As a schoolteacher in a small town in Mississippi, Mary Merkel ’23 saw that at-risk students need strong advocates outside the classroom just as much as they do inside of it. As the University of Virginia School of Law’s latest Equal Justice Works Fellow, she will be that advocate for special education students in the Bronx, under the sponsorship of law firm Greenberg Traurig.

Through the two-year fellowship, which provides a full salary, recipients design their own project or join an established fellowship program dedicated to serving a specific population or addressing an unmet legal need.

Merkel said her experiences in Greenwood, Mississippi, inspired the project she designed for her upcoming work.

The town was “a really great place with really wonderful people, who are doing some great work against tough odds,” Merkel said. “But public schools are underfunded. I knew nothing about special education even though I had maybe three to five students with learning disabilities every year. Because we were underfunded, we had one special education teacher who would pull the kids for maybe 30 minutes a few times a week, and that was really the extent of any kind of services they got.”

Merkel will now bring that life experience to bear on her work at The Bronx Defenders, a nonprofit organization that provides both legal and social services to the 1.4 million residents of the New York City borough. With more than 500 staff members, the organization aims to address both the causes and consequences of involvement in the justice system.

Of those 500 employees, currently just one — Crystal Baker-Burr — is an education attorney. Her work, The Education Project, falls under the organization’s Adolescent Defense Project, and Baker-Burr helped Merkel design the proposed project she submitted to the EJW Fellowship program.

Under Baker-Burr’s supervision, Merkel will spend the next two years providing direct representation to adolescents with disabilities — including some who are incarcerated at Rikers Island – and representing them and their parents through accommodations and suspension hearings.

Last summer, Merkel worked on her first school suspension hearing while interning at Advocates for Children, another New York City nonprofit. The internship confirmed her belief that suspensions are not the best answer.

“The student was being bullied for being different, and the teachers and administration were not being responsive to her needs,” Merkel said of the experience. “Oftentimes the suspension is a result of students not getting what they need in the classroom. Every kid legally has the right to learn, and when you don’t meet their needs on the front end, that’s when you have kids acting up — because they’re not understanding their work, they can’t see the board, they’re being bullied — something is causing them to not get their work done.”

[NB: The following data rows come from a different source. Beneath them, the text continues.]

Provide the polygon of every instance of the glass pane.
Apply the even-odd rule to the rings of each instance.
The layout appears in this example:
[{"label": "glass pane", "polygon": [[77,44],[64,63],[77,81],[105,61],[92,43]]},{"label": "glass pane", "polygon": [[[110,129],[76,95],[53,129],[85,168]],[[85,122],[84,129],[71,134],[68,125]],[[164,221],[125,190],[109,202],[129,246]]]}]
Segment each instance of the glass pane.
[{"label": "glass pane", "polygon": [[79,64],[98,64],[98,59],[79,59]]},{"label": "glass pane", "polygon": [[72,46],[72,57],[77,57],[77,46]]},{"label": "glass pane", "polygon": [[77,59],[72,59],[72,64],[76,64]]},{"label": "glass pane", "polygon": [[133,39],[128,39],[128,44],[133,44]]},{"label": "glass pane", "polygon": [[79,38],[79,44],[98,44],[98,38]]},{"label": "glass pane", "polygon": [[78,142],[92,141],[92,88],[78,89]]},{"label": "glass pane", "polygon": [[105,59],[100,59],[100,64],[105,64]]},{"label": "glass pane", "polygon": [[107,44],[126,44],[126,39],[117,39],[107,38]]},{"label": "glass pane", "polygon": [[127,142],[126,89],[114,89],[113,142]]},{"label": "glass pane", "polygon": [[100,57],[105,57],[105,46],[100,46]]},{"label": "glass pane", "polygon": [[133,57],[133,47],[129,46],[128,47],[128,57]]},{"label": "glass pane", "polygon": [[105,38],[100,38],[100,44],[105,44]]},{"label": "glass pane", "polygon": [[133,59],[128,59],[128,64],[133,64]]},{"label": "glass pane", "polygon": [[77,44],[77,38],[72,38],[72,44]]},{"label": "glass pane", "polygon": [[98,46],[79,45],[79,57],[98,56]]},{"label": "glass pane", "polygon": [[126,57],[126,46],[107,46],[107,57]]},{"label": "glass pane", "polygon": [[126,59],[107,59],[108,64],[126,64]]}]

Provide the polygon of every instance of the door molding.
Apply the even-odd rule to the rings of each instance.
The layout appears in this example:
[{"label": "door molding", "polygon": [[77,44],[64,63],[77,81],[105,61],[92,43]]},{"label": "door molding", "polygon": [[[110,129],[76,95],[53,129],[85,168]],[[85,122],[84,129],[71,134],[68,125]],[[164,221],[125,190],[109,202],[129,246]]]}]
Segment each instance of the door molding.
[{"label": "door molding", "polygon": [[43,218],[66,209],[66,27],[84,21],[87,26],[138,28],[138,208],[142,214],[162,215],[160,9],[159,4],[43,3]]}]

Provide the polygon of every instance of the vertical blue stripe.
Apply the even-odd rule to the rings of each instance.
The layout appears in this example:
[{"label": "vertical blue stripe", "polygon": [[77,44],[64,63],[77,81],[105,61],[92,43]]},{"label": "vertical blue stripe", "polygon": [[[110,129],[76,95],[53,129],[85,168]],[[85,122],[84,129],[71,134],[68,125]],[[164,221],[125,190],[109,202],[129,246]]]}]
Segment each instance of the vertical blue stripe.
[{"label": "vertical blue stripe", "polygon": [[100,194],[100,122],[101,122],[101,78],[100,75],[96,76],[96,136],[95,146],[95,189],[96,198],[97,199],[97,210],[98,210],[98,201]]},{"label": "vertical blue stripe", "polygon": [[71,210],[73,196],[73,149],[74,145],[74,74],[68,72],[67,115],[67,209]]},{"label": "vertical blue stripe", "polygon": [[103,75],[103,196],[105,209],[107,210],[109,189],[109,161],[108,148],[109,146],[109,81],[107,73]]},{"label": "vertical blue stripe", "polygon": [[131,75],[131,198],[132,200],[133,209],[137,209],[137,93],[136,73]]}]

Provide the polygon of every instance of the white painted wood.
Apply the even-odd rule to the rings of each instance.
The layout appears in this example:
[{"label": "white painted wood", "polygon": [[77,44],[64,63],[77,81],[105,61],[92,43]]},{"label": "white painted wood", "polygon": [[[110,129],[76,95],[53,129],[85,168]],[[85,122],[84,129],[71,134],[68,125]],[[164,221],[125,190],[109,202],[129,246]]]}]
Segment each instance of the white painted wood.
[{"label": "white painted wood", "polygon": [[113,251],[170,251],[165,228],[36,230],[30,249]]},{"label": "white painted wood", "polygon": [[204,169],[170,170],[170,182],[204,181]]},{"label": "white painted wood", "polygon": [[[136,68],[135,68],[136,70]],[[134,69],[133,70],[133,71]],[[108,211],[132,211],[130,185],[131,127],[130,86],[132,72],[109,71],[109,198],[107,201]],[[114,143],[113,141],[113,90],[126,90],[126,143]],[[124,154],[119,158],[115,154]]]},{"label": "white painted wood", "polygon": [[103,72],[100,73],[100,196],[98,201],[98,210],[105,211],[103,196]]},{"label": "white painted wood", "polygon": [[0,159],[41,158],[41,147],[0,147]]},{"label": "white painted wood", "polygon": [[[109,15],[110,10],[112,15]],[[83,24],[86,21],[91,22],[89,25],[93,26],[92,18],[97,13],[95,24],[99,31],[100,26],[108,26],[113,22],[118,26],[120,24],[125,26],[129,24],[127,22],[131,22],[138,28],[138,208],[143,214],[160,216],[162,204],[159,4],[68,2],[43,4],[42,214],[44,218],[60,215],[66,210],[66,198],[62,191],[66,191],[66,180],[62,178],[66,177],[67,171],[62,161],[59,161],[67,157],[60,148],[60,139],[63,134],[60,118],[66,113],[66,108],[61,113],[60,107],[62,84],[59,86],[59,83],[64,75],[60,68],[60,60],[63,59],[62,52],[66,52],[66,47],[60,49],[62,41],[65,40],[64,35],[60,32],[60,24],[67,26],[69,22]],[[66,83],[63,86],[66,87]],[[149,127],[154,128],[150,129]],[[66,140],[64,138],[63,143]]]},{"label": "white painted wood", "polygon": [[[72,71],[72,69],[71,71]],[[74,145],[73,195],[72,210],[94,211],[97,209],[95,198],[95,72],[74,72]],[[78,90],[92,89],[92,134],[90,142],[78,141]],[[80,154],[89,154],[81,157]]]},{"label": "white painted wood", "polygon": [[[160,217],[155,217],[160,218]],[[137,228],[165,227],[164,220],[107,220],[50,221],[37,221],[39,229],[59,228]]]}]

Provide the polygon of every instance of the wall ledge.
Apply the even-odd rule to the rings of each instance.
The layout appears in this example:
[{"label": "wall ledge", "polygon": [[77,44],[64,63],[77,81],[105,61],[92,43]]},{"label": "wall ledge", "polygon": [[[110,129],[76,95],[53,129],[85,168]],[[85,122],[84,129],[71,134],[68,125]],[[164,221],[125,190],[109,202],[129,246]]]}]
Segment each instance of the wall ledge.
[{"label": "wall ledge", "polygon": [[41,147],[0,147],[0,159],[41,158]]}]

At UVA Law, the Charlottesville native is the president of the Public Interest Law Association, the senior technical editor of the Virginia Journal of Social Policy & the Law, the intake team co-leader at the Virginia Innocence Project Pro Bono Clinic, and the former treasurer of Child Advocacy Research and Education.

She is also active in the Student Bar Association and has completed pro bono work for Southeast Louisiana Legal Services, the Lynchburg Public Defender, the Domestic Violence Project, the Virginia Law in Prison Project and the Local Education Policy Project.

As part of the Program in Law and Public Service, Merkel was one of 34 fellows in the class of 2023 who were able to tailor their curriculum and receive additional mentorship and training to prepare for a career in public service. She credits the Civil Rights Clinic and the Holistic Youth Defense Clinic with giving her real-world experience and helping her narrow her interest to providing direct representation to clients.

Director of Public Service Amanda Yale said Merkel’s dedication to disadvantaged youth, coupled with her years of teaching and background in criminal law, combine to make her well-suited to represent juveniles in the Bronx.

“Poor Black and brown children are the most vulnerable to the criminal justice system. Add in emotional and learning disabilities, and the cards stacked against them are even higher,” Yale said. “These kids need advocates like Mary to help them navigate the law and work toward better life outcomes. She is a true leader in our public service community, and I am confident she will make her mark in this field.”

Merkel earned a bachelor’s degree in public policy leadership from the University of Mississippi in 2015 and taught school through the Teach For America program. She is the 12th Equal Justice Works Fellow from UVA Law.

Founded in 1819, the University of Virginia School of Law is the second-oldest continuously operating law school in the nation. Consistently ranked among the top law schools, Virginia is a world-renowned training ground for distinguished lawyers and public servants, instilling in them a commitment to leadership, integrity and community service.